Error running Pipeline with BasicReferenceRecognizer #60

Open xesaad opened 2 years ago

xesaad commented 2 years ago

Hi there! I am a new and frequent user of this great package, which also comes with a few inevitable GitHub issues 😅

When I initialize the pipeline as follows:

name = "absa/classifier-rest-0.2"
model = absa.BertABSClassifier.from_pretrained(name)
tokenizer = BertTokenizer.from_pretrained(name)
reference_recognizer = absa.aux_models.BasicReferenceRecognizer()
professor = absa.Professor(reference_recognizer) 
nlp = absa.Pipeline(model=model, tokenizer=tokenizer, professor=professor)

I receive the following error:

TypeError                                 Traceback (most recent call last)
/tmp/ipykernel_514/ in <module>
      2 model = absa.BertABSClassifier.from_pretrained(name)
      3 tokenizer = BertTokenizer.from_pretrained(name)
----> 4 reference_recognizer = absa.aux_models.BasicReferenceRecognizer()
      5 professor = absa.Professor(reference_recognizer)
      6 nlp = absa.Pipeline(model=model, tokenizer=tokenizer, professor=professor)

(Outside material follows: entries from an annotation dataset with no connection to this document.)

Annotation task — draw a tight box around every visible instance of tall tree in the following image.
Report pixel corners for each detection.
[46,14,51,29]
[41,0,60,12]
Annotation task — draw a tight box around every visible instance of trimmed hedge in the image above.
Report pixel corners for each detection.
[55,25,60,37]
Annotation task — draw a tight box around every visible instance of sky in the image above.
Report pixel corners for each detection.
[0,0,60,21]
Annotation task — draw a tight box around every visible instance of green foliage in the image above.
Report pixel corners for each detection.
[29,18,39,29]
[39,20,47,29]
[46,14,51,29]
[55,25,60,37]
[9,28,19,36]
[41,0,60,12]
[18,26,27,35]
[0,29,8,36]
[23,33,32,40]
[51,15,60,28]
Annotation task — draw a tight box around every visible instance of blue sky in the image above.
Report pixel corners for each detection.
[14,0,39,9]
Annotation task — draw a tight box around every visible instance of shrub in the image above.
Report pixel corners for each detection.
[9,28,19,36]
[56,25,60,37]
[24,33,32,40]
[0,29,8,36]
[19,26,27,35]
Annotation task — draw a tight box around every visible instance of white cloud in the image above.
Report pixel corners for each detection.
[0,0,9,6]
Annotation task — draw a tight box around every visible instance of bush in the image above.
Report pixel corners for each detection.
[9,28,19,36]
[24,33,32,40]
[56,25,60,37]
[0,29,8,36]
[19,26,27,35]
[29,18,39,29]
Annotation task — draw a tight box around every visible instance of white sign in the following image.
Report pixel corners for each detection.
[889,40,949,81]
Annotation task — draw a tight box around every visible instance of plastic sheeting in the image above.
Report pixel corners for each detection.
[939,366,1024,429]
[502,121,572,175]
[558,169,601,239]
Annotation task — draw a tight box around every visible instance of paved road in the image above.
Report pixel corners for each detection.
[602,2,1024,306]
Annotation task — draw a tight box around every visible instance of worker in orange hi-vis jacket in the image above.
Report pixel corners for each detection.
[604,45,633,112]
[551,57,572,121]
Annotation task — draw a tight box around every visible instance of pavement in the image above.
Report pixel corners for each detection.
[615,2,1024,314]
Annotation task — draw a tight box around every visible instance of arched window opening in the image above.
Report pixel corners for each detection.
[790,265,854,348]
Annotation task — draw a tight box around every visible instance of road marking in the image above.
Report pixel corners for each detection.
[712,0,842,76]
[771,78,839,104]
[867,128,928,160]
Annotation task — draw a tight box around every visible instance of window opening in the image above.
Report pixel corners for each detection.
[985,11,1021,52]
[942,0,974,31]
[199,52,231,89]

TypeError: __init__() missing 1 required positional argument: 'weights'

I realise this is because the BasicReferenceRecognizer needs to be trained in order to select weights. This leads me to two questions/issues:

  1. The BasicReferenceRecognizer class has no train method. Is there another way in which to train it, or any ways to load a pretrained model from the package? From the unit tests for the BasicReferenceRecognizer I found there were two pre-trained models, 'absa/basic_reference_recognizer-rest-0.1' and 'absa/basic_reference_recognizer-lapt-0.1', but on trying to initialize with these I received an ImportError.
  2. I also tried directly initializing the BasicReferenceRecognizer with weights=(-0.025, 44) as is done in this line. However, upon making predictions I get an error in the Pipeline at the postprocess step:
    TypeError                                 Traceback (most recent call last)
    /tmp/ipykernel_514/ in <module>
      3 for row in df.itertuples():
      4     print(row)
    ----> 5     prediction = predict(row.Review, row.Aspect)
      6     sentiment = get_sentiment(prediction)
      7     certainty_score = get_certainty_score(prediction)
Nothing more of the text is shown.